Only Bob could make a game show sign-off reminding people to spay and neuter their animals into a catchphrase. Only Bob could have the integrity and conviction to quit a two-decade gig with the Miss USA and Miss Universe pageants because the shows’ producers insisted on including fur coats in the prize packages, a policy they changed soon afterward. Only Bob could insist that the upholstery in cars given away on “The Price Is Right” be leather-free.
Perhaps Bob’s entertainment background imbued him with a particular empathy for the elephants beaten with bullhooks in circuses, for the orcas languishing in SeaWorld’s cramped tanks, and for the lonely animals in zoos far from their true homes. Bob fought for all of them, with heart, with soul–and with his wallet.
I’ll never forget Bob’s grace and dignity when he made a trip to Cherokee, N.C., to plead for relief for the bears in the reservation’s appalling roadside zoos. Two of the three zoos refused to let Bob in, but everyone else in town clamored to shake his hand and ask for pictures. This warm and gregarious man used the opportunity to talk to residents about how much the bears were suffering in concrete pits and to urge them to speak out.
Bob was witty and charming, but he was also pragmatic. He said he was thrilled to spend nearly $1 million to foot the bill to ship elephants Toka, Thika and Iringa from a Canadian zoo to the Performing Animal Welfare Society sanctuary in California.

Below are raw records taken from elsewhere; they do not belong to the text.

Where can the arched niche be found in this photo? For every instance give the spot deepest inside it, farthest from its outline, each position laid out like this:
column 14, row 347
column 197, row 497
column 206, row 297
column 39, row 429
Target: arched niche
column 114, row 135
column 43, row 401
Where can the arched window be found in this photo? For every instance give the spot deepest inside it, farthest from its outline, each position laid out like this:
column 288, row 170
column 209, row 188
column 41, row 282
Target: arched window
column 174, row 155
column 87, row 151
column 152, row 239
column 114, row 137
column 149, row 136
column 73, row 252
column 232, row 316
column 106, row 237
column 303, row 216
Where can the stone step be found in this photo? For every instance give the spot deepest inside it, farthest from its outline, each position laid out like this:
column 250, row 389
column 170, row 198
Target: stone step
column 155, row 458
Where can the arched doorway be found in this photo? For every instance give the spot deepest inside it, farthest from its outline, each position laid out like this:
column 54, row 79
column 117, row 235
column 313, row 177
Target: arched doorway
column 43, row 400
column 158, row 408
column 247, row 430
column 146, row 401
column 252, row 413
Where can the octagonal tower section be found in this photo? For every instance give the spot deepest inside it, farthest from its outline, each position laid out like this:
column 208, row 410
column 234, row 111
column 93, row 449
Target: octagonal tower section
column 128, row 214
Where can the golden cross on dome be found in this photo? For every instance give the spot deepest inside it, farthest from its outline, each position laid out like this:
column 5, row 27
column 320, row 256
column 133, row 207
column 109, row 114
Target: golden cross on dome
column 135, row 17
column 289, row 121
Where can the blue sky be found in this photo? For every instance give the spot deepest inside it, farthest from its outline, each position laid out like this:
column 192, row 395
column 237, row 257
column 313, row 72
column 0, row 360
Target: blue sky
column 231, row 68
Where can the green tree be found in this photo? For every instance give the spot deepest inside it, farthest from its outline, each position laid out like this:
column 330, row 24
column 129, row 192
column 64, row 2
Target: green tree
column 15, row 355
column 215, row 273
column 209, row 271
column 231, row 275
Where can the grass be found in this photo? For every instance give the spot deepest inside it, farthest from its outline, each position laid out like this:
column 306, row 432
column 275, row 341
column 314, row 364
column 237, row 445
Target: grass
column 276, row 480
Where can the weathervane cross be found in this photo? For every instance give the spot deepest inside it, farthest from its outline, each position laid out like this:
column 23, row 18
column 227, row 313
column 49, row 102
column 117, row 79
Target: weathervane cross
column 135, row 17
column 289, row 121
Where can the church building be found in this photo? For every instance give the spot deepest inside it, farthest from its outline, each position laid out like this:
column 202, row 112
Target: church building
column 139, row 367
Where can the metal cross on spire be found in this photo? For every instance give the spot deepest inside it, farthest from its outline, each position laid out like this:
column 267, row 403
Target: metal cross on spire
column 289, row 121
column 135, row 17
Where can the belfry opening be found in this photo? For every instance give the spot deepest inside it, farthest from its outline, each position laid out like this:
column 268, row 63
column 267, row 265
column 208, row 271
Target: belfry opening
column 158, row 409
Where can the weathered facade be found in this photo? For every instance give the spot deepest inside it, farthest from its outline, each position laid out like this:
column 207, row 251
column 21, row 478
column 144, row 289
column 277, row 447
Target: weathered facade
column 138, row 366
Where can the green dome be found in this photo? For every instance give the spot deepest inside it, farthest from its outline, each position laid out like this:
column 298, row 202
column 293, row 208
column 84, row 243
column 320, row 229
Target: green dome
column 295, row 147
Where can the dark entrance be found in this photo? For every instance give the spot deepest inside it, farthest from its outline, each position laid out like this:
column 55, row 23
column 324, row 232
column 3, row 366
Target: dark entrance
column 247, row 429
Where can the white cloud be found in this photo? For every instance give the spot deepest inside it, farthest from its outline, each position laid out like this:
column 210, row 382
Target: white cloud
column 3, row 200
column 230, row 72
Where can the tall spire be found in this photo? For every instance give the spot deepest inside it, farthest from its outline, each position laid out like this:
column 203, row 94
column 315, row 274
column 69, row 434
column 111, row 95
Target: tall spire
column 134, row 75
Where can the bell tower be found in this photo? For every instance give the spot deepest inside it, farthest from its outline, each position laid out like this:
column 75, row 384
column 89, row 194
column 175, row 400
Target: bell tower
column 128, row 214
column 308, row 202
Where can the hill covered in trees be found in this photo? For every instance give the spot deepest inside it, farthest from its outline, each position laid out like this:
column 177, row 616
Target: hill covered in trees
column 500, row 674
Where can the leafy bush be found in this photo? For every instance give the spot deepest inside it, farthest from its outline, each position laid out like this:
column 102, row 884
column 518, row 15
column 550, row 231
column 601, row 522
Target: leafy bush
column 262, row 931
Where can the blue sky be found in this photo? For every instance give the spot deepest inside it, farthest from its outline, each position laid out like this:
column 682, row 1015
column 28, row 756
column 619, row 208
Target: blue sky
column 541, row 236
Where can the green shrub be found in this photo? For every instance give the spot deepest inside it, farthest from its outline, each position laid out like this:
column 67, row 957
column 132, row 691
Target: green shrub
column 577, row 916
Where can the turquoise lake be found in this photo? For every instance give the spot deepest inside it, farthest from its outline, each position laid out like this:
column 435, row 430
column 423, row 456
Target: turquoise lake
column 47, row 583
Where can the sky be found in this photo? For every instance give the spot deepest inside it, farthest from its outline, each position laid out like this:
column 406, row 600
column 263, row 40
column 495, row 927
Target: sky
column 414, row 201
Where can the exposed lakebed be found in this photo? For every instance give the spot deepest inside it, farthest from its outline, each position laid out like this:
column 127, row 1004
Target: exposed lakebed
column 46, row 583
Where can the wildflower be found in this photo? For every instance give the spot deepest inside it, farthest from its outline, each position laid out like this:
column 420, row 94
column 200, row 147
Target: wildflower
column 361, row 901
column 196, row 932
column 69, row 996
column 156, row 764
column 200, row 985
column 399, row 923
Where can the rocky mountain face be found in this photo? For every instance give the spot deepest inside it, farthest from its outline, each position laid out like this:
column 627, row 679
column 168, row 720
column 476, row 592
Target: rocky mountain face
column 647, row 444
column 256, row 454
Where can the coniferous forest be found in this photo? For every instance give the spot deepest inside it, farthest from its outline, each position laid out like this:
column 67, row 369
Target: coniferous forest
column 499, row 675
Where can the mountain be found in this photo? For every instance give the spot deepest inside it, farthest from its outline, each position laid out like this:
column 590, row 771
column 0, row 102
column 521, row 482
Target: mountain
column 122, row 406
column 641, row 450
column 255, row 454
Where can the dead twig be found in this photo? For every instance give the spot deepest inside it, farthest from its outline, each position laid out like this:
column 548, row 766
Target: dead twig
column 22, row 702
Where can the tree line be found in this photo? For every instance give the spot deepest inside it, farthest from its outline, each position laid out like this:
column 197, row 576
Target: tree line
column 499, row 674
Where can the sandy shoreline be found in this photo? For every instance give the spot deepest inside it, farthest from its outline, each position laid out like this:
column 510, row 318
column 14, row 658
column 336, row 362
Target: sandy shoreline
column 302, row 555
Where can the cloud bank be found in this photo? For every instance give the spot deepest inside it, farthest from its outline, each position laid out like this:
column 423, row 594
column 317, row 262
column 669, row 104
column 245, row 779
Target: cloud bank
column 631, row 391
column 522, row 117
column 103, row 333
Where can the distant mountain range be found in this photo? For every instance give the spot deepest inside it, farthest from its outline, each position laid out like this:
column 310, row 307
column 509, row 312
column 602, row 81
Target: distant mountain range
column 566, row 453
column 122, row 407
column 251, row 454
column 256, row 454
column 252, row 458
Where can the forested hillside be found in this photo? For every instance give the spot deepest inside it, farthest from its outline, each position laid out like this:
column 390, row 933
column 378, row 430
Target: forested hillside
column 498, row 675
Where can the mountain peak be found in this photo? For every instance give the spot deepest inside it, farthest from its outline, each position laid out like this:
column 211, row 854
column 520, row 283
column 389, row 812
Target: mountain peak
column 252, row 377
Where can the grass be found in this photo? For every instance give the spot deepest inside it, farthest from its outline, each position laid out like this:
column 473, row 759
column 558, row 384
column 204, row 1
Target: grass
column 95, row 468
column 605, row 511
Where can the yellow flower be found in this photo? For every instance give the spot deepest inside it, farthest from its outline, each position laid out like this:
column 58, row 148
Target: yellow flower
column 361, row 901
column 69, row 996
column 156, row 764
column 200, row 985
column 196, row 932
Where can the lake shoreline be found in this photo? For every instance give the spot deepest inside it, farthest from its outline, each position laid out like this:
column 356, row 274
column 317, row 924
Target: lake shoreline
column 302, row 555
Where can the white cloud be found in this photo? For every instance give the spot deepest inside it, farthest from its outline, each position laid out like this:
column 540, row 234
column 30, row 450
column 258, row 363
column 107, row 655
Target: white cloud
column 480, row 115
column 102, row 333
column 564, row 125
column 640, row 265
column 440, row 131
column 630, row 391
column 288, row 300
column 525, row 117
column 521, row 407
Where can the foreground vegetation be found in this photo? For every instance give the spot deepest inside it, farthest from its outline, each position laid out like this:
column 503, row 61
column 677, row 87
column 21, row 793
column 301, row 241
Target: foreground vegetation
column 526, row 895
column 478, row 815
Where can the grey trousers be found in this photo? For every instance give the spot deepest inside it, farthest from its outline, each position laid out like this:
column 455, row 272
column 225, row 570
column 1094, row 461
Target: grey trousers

SeaWorld particularly irked him, and Bob filmed a television spot for PETA asking parents and grandparents to refuse to visit what he called a “dolphin prison” and calling on the theme parks to retire the orcas to protected coastal sanctuaries.
He wrote a letter to the president of CBS asking for a ban on using wild animals in all the network’s programming, saying, “[R]eplace the use of captive wild animals in your shows with the creative, versatile, and humane technology that exists today, such as computer-generated imagery.” Today, CGI has made that transition easy.
When PETA held the grand opening of our Los Angeles office, the Bob Barker Building, the fête was filled with Hollywood celebrities, but Bob was the star. Our West Coast headquarters, filled with his awards, stands as testament to Bob’s profound commitment to making a difference for animals.
When asked how he would like to be remembered, Bob said, “I think I would like to be remembered as a man who loved living things and did everything he could do to make it better for animals. And when he had time, he did a lot of television shows, too.” You got your wish, dear friend.
Ingrid Newkirk is the president and founder of People for the Ethical Treatment of Animals.